In the streets of Hau-kai, we wait. Night comes, winter descends, The lights of the world grow cold. And, in this three-hundredth year From the ascendancy of Bilat, He will come who treads the dawn.
Tramples the sun beneath his feet, And judges the souls of men. He will stride across the rooftops, And he will fire the engines of God.
She read through it twice. "What are the engines of God?"
Art shrugged.
"Then what's the point?"
"Bilat. He was a hero. He was used for a time to mark the beginning of the Scrivener era. He seized power somewhere around 1350 B.C., our time. Hau-kai, by the way, was a kind of Jerusalem, a holy city, symbolic of the best that the faithful could hope for in this world."
Hutch reread the verse. "Three hundred years later would take them close to the Second Discontinuity." She exited from the screen, and brought Art back. "You're suggesting somebody predicted the event?"
"We've dated the book. It's one of the oldest we have. Can't read much of it. What we can read is mostly devotional."
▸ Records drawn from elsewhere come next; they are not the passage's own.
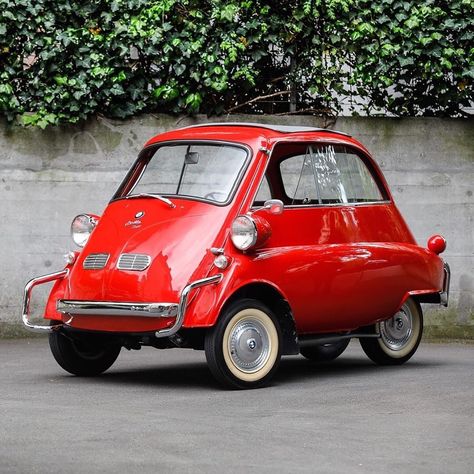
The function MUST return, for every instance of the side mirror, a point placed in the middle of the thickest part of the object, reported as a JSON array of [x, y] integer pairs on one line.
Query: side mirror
[[273, 206]]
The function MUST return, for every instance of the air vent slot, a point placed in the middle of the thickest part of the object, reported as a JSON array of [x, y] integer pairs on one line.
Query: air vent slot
[[95, 261], [133, 262]]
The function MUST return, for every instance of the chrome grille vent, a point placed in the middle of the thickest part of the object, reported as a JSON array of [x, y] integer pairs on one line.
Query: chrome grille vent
[[133, 261], [95, 261]]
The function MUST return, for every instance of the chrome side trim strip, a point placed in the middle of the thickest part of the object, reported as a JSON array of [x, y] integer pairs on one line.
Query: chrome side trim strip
[[183, 302], [27, 298], [444, 295], [112, 308]]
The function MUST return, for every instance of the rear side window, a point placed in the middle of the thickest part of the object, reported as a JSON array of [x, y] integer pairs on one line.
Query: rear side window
[[328, 175]]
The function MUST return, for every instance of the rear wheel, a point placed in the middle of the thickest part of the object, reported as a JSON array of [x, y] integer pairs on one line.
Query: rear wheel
[[325, 352], [243, 349], [399, 336], [81, 357]]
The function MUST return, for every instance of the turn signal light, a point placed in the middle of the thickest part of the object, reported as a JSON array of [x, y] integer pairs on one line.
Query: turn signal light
[[437, 244]]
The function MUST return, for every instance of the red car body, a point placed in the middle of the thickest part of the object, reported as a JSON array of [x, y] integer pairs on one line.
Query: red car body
[[336, 267]]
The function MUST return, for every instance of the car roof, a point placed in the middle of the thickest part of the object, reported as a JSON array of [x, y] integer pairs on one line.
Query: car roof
[[273, 127]]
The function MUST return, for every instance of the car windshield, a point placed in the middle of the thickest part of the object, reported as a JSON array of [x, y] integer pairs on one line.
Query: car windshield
[[204, 171]]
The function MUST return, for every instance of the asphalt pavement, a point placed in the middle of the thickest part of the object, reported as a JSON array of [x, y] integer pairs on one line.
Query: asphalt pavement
[[161, 412]]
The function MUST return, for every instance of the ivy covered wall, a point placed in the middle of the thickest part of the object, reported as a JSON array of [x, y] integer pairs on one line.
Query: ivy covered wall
[[66, 60]]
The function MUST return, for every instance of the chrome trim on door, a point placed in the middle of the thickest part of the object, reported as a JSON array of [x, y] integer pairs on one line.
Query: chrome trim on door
[[27, 298], [444, 295]]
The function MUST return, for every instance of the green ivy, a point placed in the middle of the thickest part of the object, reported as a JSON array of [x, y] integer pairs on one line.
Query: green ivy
[[66, 60]]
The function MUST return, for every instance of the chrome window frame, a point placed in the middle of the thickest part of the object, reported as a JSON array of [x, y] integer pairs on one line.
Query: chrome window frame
[[154, 147]]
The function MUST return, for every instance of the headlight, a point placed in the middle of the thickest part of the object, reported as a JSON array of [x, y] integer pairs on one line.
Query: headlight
[[81, 228], [243, 232]]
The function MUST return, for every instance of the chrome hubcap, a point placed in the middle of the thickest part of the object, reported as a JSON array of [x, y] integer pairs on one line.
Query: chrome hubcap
[[396, 332], [249, 345]]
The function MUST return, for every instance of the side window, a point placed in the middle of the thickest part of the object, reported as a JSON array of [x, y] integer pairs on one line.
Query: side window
[[298, 176], [263, 193], [328, 175]]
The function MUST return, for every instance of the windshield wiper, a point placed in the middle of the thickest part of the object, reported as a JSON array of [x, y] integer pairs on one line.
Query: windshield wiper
[[155, 196]]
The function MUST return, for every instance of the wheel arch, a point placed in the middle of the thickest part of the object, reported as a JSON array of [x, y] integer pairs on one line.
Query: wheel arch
[[271, 297]]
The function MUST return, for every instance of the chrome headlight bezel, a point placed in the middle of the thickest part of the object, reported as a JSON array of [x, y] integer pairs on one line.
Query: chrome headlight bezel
[[81, 228], [243, 232]]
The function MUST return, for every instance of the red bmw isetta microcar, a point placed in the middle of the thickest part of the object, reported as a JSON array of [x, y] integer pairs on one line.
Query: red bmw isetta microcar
[[248, 241]]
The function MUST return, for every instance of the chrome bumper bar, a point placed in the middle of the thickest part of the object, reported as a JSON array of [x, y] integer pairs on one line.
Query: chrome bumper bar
[[27, 297], [110, 308], [444, 295]]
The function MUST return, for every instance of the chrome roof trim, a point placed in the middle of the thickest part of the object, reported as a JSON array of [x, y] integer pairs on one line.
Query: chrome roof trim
[[273, 127]]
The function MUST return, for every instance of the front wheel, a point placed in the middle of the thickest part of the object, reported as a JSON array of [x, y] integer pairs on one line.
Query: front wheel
[[399, 336], [86, 358], [243, 349]]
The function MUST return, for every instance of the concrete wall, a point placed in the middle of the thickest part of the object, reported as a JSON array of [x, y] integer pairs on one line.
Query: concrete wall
[[47, 177]]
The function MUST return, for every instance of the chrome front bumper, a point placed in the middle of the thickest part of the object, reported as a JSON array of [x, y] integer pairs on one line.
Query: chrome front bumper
[[111, 308]]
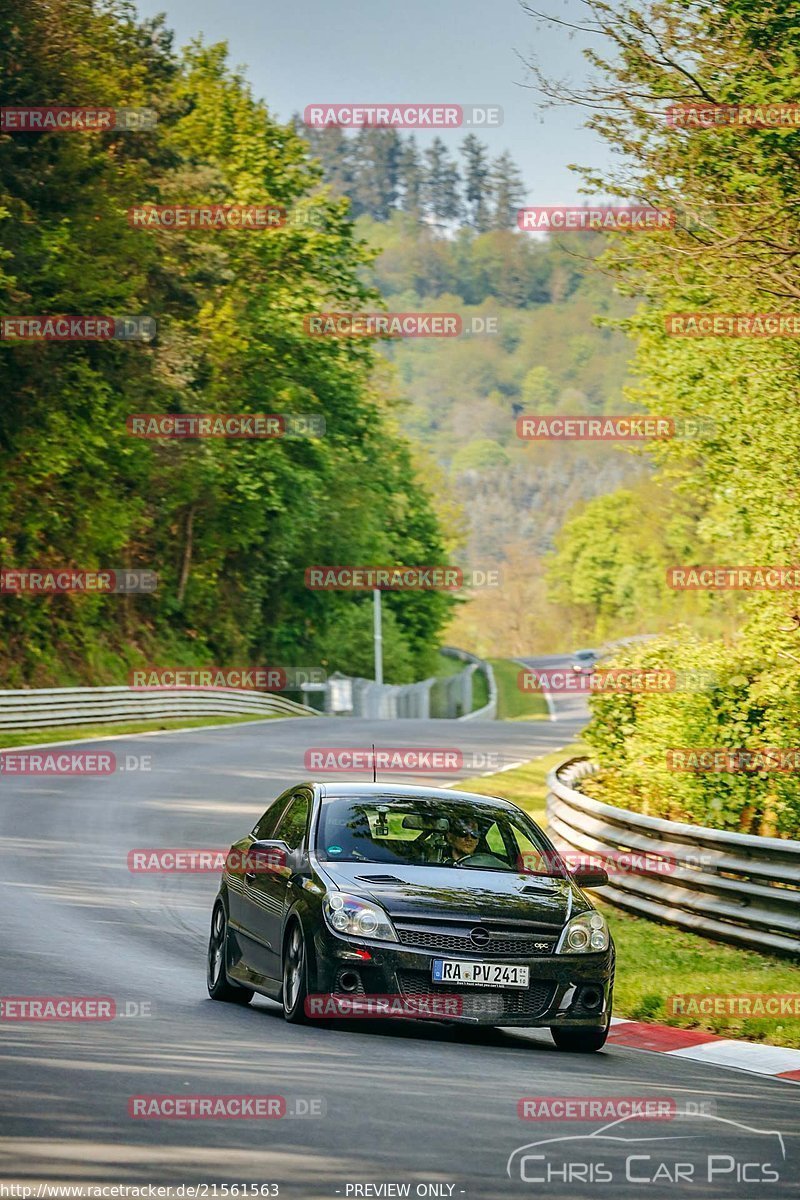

"Who did the translation?"
"Maggie Tufu. Have you met her? Well, anyway, she converted the time references. The term that reads as men actually refers to all the inhabitants of the planet, male and female, past and present. And the verb that's rendered as judges seems to imply both judge and executioner." Art seemed simultaneously amused and perplexed. "And, yes—the prediction is right on the money."
"Prophecy's a tricky game," said Hutch. "It's common for religious groups to predict catastrophic events. Get enough predictions, and somebody's bound to hit it right."
Art nodded. "That would be my guess. But some people here have wondered whether the thing on the moon doesn't in some way mark this world for periodic destruction."
By 1900 hours, the Temple shuttle was loaded and ready to follow Alpha. Carson checked everything to ensure that the containers wouldn't shift, and watched the sub draw away. Eddie sat stiffly in its bubble with his arms folded, staring straight ahead.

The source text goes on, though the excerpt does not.